Arriving in New Orleans on this day in 1766, Ulloa faced widespread antagonism to his rule. Before coming to Louisiana, Ulloa had led a brilliantly successfully exploration of Peru, which he publicized in the widely read book A Voyage to South America. Ulloa had also gained fame among European scientists by founding an astronomical observatory and a mineralogical laboratory. However, Ulloa's scientific accomplishments did not impress the French inhabitants of Louisiana.
For all his scientific brilliance, Ulloa proved a timid and ineffective governor. When the French troops of Louisiana refused to recognize his authority, Ulloa did not even attempt to stage a public ceremony marking the formal transfer of power to the Spanish crown. Instead, he decided to execute his orders through Aubry, the acting French governor, preserving the appearance of continued French rule. Possessed of a personality that dangerously combined shyness with arrogance, Ulloa was completely unsuited for the delicate diplomatic task of bringing the people of Louisiana under Spanish control.
Ulloa's attempts to force the French colonists to use the handful of Spanish-dominated ports in the territory further alienated his subjects, as did his refusal to honor old French promissory notes held by many of the colonists. In 1768, the French political leaders revolted, forcing Ulloa to flee to Havana, Cuba. Although subsequent Spanish officials were better able to control the French residents, Spanish control over Louisiana continued to remain tenuous. In 1800, Spain finally abandoned its claim to the territory and handed it back to the French. Three years later, Napoleon Bonaparte sold it to the United States in the Louisiana Purchase. Unlike their Spanish predecessors, the Americans eventually succeeded in winning the loyalty of the Louisianians.”
I had to stay here as the new wall heater was arriving, and I didn’t want to take the chance of it being stolen off my front step. So I had to postpone Satchmo’s visit to the vet for his thyroid test.

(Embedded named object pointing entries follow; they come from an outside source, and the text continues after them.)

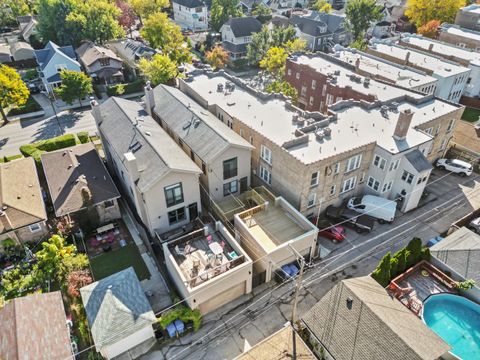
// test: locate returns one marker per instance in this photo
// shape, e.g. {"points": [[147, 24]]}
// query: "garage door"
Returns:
{"points": [[222, 298]]}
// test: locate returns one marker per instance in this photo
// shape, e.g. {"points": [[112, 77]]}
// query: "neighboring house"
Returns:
{"points": [[358, 319], [208, 280], [459, 253], [321, 30], [22, 51], [465, 57], [190, 14], [131, 51], [237, 34], [223, 155], [468, 17], [35, 327], [77, 180], [28, 26], [22, 215], [269, 231], [383, 70], [119, 314], [279, 346], [100, 63], [158, 178], [452, 78], [315, 159], [52, 60]]}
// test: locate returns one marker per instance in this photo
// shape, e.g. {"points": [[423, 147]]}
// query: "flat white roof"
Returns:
{"points": [[442, 48], [438, 66], [381, 91], [398, 74], [355, 125]]}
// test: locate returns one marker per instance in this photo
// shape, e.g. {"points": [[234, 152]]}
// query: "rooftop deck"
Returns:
{"points": [[415, 285], [203, 255], [271, 225]]}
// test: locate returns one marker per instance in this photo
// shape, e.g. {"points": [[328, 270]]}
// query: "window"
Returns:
{"points": [[394, 165], [265, 175], [35, 227], [348, 184], [379, 162], [230, 168], [407, 177], [176, 216], [332, 190], [104, 61], [373, 183], [353, 163], [266, 154], [230, 188], [387, 186], [174, 194], [314, 179]]}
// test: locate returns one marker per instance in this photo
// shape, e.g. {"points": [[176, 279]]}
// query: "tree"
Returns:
{"points": [[420, 12], [127, 15], [282, 87], [274, 62], [159, 69], [76, 280], [430, 29], [221, 11], [13, 91], [75, 86], [144, 8], [217, 57], [164, 34], [322, 6], [382, 273], [360, 14]]}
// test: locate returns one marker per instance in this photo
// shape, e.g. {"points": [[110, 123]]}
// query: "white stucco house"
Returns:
{"points": [[160, 181], [119, 314], [190, 14], [52, 60]]}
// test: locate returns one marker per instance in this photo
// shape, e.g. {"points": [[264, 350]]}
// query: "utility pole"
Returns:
{"points": [[298, 285]]}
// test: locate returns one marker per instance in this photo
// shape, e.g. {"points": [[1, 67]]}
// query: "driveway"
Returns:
{"points": [[226, 332]]}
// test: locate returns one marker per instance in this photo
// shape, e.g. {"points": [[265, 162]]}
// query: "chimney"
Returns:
{"points": [[403, 124], [132, 166], [149, 98], [95, 111]]}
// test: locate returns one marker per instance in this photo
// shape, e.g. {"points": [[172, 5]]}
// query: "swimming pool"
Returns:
{"points": [[457, 321]]}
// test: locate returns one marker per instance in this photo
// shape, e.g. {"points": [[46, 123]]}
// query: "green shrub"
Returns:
{"points": [[83, 137]]}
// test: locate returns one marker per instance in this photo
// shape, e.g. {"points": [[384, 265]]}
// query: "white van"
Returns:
{"points": [[380, 208]]}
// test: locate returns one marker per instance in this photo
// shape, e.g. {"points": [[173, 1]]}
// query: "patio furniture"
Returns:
{"points": [[216, 248]]}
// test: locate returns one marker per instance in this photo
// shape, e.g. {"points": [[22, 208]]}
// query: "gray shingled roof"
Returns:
{"points": [[461, 252], [373, 325], [116, 307], [209, 138], [155, 151], [244, 26], [418, 161]]}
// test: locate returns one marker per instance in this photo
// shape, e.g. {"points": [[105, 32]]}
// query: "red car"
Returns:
{"points": [[333, 232]]}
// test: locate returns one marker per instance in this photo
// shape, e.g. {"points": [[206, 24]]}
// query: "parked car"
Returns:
{"points": [[454, 165], [360, 223], [375, 206], [336, 233]]}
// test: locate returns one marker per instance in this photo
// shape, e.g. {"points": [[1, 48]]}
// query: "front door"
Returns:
{"points": [[192, 211], [243, 184]]}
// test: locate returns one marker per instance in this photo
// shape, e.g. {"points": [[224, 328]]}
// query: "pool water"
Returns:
{"points": [[457, 321]]}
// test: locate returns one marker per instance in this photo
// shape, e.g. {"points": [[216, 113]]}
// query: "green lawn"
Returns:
{"points": [[471, 114], [114, 261]]}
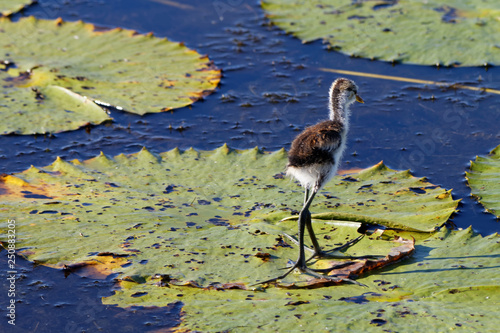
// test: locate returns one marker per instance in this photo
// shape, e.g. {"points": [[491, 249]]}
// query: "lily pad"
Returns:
{"points": [[9, 7], [484, 180], [419, 32], [186, 200], [437, 290], [75, 110], [120, 68]]}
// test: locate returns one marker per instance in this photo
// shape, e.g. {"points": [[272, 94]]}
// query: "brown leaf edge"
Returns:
{"points": [[347, 271]]}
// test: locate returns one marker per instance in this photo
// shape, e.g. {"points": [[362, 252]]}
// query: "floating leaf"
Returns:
{"points": [[484, 180], [75, 110], [9, 7], [200, 227], [420, 32], [137, 73], [450, 283]]}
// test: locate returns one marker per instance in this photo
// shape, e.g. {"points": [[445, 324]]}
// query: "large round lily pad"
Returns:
{"points": [[420, 32], [8, 7], [201, 227], [120, 68], [484, 180], [450, 284], [177, 201]]}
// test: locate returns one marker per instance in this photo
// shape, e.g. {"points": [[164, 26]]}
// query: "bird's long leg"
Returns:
{"points": [[310, 230], [301, 261]]}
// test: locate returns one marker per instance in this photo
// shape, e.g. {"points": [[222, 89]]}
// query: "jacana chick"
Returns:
{"points": [[315, 155]]}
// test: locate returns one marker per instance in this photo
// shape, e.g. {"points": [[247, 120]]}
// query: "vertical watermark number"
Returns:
{"points": [[11, 271]]}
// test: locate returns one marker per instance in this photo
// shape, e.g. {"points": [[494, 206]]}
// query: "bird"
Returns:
{"points": [[314, 158]]}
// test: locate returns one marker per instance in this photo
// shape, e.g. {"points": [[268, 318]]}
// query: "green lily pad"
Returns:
{"points": [[75, 110], [120, 68], [420, 32], [9, 7], [177, 200], [484, 180], [437, 290], [201, 226]]}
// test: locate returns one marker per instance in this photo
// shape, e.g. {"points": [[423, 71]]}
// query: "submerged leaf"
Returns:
{"points": [[484, 180], [419, 32], [119, 68]]}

So, while I was waiting, I spent a lot of time researching the disease, symptoms and treatment. Even without the test, I know Satchmo has it. His thyroid is enlarged and he has an insatiable hunger, and even with 4-5 feedings a day, he is still begging for food. It seems to consume his life, and he isn’t a very happy kitty. Skittishness seems to be another side effect of the disease. He seems happy here, but just seems uneasy all the time. He will stand next to Misty, so he’s not worried about her. When he comes up to me, it is usually to ask for food.
I had hoped to find successful less aggressive forms of treatment, but when I joined a Yahoo group for Hyperthyroid Cats, I read so much woe, worry and distress for the cats having the conventional radiation treatments. Throwing up, diarrhea, itching, shaking, and hiding. I had found out about some holistic treatments, but I didn’t even have to post on there asking about them, someone already had. Apparently, it only works in the first stages when they aren’t showing the main symptoms. The quality of life for the cats doesn’t seem to be so great. Some of the cat ‘parents’ seemed to be selfishly prolonging their cat’s suffering.
We need to get this heater installed pronto, but Satchmo is my priority, so I am going to see if I can get him seen by a vet today.